後者はそもそも、強くなった自分の動きになれるだけなので、割と早々に身につけることができてしまっていた。
五重強化がうまく扱えないのを言い訳に、二ヶ月ひたすら剣を振るっていたけれど、流石にこれが限界だ。
私が魔境にやってきた理由は、六大宿痾の討伐。
そうと決まれば、この場所を移動しよう。
辺りの魔物を討伐し終えて、私はそう決意した。
何より最近は、魔物の討伐スピードが上がりすぎて、半日で魔物が殲滅できてしまっていたからな。
そろそろ、討伐していない時間の暇で、私自身が限界を迎えそうだ。
「…………ん?」
そんな時だった、不意に、私の感覚器官があるものを探知した。
うにょーん、うにょーん(揺れるアホ毛)。
それは、なんというか……こう、えっと。
大量の人間だった。
すぅー……はぁー……
ええとそれって、あの、なんというか……
やばくない?
内心、そう想いながら、私はどうするべきか思考を巡らせた。
+
――どーもなんないですわ。
軍隊は、変わらずこっちへ向かってきている。
別の場所を目指しているということはなさそうで、明らかに私がいるエリアを一直線に目指しているのだ。
どうしよう、どうしよう。
しかし軍隊は位置的に、もう完全にこの場所がどういう場所かを理解しているだろう。
実際、あきらか前進の勢いが止まったし。
そして彼らは、きっとこういうやり取りをしていることだろう。
「なんて瘴気だ。ここにかの六大宿痾”幻象”がいるのか」
――と。
はい。
そりゃそうですよね、私は幻象の意識を塗りつぶして完全に道具としているけれど、幻象が退治されたわけではない。
どころか、瘴気は未だ健在で、魔術なんかで探知すればそこに幻象がいるというのがモロバレレベル。
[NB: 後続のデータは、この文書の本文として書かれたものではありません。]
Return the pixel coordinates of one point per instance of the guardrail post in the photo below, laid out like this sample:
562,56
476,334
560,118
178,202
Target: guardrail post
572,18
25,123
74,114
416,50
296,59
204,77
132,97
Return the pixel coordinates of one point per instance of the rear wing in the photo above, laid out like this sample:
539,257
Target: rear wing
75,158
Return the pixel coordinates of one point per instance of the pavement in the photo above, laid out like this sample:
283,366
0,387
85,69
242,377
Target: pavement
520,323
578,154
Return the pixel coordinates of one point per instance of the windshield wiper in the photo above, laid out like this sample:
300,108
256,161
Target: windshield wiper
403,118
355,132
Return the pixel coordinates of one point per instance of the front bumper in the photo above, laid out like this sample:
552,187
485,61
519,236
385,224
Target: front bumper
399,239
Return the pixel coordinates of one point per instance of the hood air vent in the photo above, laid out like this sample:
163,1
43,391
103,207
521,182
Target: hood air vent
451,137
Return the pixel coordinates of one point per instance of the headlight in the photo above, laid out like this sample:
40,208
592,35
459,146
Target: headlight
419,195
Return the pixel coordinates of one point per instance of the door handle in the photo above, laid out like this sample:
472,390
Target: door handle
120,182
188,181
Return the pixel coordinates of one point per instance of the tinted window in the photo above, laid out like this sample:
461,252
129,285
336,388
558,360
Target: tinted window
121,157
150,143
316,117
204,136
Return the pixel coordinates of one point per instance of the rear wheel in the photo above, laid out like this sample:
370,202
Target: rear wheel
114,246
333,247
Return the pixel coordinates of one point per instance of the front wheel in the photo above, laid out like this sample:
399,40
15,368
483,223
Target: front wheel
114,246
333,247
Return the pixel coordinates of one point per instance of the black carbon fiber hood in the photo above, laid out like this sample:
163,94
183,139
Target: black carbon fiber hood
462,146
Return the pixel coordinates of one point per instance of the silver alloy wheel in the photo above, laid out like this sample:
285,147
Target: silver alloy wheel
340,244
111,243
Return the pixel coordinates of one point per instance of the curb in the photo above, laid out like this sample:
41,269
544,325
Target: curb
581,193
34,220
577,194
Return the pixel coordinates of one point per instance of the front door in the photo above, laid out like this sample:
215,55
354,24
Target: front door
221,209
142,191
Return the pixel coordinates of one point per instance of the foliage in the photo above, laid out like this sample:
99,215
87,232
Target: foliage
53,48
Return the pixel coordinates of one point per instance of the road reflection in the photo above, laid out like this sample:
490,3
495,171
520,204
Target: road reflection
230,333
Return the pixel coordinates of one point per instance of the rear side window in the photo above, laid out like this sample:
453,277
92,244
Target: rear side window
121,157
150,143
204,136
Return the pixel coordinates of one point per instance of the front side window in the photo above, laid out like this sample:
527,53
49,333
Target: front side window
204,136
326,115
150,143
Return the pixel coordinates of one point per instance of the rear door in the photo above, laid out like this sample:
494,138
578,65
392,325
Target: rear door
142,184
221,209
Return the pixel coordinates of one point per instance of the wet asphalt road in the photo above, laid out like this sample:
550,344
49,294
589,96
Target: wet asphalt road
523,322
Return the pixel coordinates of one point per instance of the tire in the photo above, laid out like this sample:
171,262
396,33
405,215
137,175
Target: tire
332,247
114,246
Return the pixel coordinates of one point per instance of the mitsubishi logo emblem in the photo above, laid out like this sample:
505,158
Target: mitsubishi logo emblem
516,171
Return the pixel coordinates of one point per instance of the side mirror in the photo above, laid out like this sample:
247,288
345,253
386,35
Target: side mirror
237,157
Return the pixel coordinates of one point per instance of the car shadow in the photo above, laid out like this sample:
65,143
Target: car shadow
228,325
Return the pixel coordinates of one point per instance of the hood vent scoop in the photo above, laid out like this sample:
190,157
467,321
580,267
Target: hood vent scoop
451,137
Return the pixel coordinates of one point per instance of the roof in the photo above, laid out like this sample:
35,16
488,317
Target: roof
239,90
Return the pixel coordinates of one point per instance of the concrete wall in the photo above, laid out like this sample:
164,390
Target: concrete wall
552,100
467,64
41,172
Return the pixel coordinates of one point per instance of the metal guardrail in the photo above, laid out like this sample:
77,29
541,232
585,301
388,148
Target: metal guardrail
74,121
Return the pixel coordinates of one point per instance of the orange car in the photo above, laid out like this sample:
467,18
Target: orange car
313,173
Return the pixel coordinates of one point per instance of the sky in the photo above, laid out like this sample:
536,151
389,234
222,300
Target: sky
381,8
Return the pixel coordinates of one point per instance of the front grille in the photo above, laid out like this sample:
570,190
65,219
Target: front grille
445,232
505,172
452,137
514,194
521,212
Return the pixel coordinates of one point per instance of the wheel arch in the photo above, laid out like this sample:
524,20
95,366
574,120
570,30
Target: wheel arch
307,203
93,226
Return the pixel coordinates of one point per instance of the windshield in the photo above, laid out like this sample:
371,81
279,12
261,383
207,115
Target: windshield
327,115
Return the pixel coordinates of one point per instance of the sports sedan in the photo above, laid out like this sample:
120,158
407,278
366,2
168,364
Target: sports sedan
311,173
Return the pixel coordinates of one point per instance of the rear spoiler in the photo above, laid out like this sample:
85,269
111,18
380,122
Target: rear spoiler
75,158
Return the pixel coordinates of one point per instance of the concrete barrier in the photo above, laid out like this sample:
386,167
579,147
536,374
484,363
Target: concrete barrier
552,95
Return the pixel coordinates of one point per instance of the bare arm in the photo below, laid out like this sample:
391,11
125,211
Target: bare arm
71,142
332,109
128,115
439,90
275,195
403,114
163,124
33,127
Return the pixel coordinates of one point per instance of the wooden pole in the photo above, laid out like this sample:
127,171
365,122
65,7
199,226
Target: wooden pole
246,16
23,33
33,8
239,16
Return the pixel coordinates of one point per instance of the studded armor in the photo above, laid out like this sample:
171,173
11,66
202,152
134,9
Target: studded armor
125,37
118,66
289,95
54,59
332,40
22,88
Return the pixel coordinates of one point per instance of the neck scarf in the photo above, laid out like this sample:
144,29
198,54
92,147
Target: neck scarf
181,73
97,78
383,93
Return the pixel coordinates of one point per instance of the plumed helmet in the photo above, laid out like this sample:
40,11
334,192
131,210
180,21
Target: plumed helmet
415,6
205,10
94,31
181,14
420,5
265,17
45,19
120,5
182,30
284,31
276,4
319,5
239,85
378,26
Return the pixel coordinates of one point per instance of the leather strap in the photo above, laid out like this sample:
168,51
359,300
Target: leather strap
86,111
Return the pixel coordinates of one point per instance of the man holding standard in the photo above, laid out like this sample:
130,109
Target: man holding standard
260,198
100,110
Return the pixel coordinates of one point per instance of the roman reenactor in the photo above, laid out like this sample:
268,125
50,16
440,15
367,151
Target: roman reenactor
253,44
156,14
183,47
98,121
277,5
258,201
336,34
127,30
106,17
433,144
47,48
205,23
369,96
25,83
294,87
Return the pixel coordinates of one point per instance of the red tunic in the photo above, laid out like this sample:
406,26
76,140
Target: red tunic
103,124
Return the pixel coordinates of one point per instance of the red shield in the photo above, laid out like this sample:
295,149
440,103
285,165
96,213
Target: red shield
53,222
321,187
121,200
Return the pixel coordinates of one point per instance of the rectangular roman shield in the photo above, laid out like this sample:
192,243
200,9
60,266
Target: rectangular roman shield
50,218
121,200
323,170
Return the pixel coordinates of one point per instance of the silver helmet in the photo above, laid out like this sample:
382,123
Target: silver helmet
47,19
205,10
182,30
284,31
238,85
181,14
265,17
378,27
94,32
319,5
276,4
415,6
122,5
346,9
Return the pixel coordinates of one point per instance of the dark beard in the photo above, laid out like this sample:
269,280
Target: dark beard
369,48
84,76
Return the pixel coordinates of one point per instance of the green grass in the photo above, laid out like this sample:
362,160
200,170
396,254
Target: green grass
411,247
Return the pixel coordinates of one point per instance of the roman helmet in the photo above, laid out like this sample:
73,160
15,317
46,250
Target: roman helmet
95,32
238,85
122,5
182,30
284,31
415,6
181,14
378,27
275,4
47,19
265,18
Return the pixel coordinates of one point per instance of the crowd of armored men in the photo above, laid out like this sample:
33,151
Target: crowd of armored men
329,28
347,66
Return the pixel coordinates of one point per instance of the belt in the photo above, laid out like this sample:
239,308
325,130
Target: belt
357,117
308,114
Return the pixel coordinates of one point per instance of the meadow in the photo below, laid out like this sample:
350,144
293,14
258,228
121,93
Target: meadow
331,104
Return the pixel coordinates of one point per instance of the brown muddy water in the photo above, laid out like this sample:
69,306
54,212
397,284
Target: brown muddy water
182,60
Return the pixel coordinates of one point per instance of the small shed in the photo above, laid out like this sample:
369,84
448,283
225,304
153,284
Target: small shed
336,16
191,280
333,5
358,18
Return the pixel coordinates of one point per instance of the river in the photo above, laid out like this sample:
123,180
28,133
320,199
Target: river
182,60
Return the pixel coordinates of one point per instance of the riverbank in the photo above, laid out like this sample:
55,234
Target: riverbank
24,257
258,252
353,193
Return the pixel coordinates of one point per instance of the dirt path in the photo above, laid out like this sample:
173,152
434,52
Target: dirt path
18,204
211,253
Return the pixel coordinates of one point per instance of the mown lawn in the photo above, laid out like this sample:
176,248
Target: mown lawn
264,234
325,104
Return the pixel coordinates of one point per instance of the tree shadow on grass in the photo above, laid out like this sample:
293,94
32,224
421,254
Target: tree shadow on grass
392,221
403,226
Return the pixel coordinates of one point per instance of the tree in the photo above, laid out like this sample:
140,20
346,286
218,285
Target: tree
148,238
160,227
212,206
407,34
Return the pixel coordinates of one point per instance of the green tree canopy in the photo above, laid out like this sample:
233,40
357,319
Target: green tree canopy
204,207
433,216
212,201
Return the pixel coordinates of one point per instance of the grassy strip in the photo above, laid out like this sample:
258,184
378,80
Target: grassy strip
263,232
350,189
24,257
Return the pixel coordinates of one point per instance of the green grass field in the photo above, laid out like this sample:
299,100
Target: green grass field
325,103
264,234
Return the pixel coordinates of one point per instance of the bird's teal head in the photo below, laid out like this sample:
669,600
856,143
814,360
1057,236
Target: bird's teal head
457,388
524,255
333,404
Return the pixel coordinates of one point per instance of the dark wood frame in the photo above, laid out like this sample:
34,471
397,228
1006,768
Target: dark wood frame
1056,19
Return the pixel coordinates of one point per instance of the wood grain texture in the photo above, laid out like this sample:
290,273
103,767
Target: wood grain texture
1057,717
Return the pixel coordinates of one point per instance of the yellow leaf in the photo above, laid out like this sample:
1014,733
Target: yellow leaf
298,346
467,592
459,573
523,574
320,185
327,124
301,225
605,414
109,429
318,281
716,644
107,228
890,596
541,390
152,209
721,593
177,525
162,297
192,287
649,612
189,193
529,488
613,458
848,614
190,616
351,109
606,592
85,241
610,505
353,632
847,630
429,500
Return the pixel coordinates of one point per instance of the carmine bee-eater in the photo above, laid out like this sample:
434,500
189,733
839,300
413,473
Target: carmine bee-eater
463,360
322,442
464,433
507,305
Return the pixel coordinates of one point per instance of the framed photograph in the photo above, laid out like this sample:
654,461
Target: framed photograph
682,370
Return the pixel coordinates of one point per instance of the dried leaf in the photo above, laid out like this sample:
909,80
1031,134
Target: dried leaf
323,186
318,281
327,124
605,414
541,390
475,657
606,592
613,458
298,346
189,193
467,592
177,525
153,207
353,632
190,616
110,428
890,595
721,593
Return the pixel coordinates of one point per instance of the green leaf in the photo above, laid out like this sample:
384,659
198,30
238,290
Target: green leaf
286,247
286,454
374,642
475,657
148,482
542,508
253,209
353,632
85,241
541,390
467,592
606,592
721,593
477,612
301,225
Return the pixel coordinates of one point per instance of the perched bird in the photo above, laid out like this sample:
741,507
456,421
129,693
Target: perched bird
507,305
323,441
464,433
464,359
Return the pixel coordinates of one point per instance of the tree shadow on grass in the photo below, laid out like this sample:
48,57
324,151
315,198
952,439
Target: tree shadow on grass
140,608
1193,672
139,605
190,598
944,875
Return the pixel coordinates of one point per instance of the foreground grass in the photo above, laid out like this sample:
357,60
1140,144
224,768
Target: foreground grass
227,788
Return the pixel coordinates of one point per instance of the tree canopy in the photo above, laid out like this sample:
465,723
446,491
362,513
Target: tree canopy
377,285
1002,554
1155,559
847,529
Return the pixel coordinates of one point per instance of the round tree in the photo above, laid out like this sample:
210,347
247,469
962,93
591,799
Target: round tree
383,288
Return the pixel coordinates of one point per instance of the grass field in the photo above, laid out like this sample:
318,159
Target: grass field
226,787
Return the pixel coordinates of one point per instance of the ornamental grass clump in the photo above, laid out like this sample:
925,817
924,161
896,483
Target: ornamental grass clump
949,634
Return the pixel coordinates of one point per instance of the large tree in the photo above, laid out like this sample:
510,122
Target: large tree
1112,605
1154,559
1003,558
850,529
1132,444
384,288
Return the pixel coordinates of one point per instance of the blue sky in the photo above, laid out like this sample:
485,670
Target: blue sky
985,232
これこそが、以前リンカねえさまに語った魔境だと幻象が使いにくい理由。
というかもっというと
漏れ出す瘴気に、デバフ空間に、色々とねぇ……周りに悪影響なんですよねぇ……
魔境は、いろんな冒険者や各国の兵士が協働して魔物を押さえつける場所。
多対多が基本の場所なので、幻象のあれやこれや――特にデバフが非常にマイナスとなる。
これが、六大宿痾との戦いであれば問題ないんですけどね。
どうせその場に立ち会えるのは、七刀のお歴々くらいなものなのですから。
というか――
「……手紙は、手紙はどうなりましたか!? 送ったはずですよね!?」
この状況は予見できていた状況だ。
幻象を魔境で使えば、その圧倒的な瘴気から軍隊が動く。
それを避けるために、事前に父様の方から手紙を出してもらう手筈になっている。
なのにどうしてこんなことに?
政治力の高い父様がしくじるとは思えない。
じゃあ一体、どうなっているんだ?
とにかく、まずは気配をできるだけ消して偵察に出よう。
幻象を鞘にしまって瘴気の噴出を抑えると、私は急ぎつつも可能な限り隠密を意識して現場へと急行した。
そこで私を待ち受けていたのは――
「――って、宿痾教徒じゃないですかっ!」
思わず聞こえない程度の声音で、叫んでしまった。
宿痾教団に所属する、狂信者達だ。
以前見た、教団のマークが入ったローブを着込んだ集団。
中には鎧姿のヤツもいて、用心深く周囲を観察している。
宿痾教団といえば、このあたりを拠点とする宿痾の主を信奉する連中だ。
考えてみればこれは自然なことだろう。
宿痾教団はここで私が活動していることなんて、全く知らない。
むしろ、知られないように魔境防衛を行う者たち――なんか正式な呼び名があるらしいけど、なんだったかな――も考えるはずだ。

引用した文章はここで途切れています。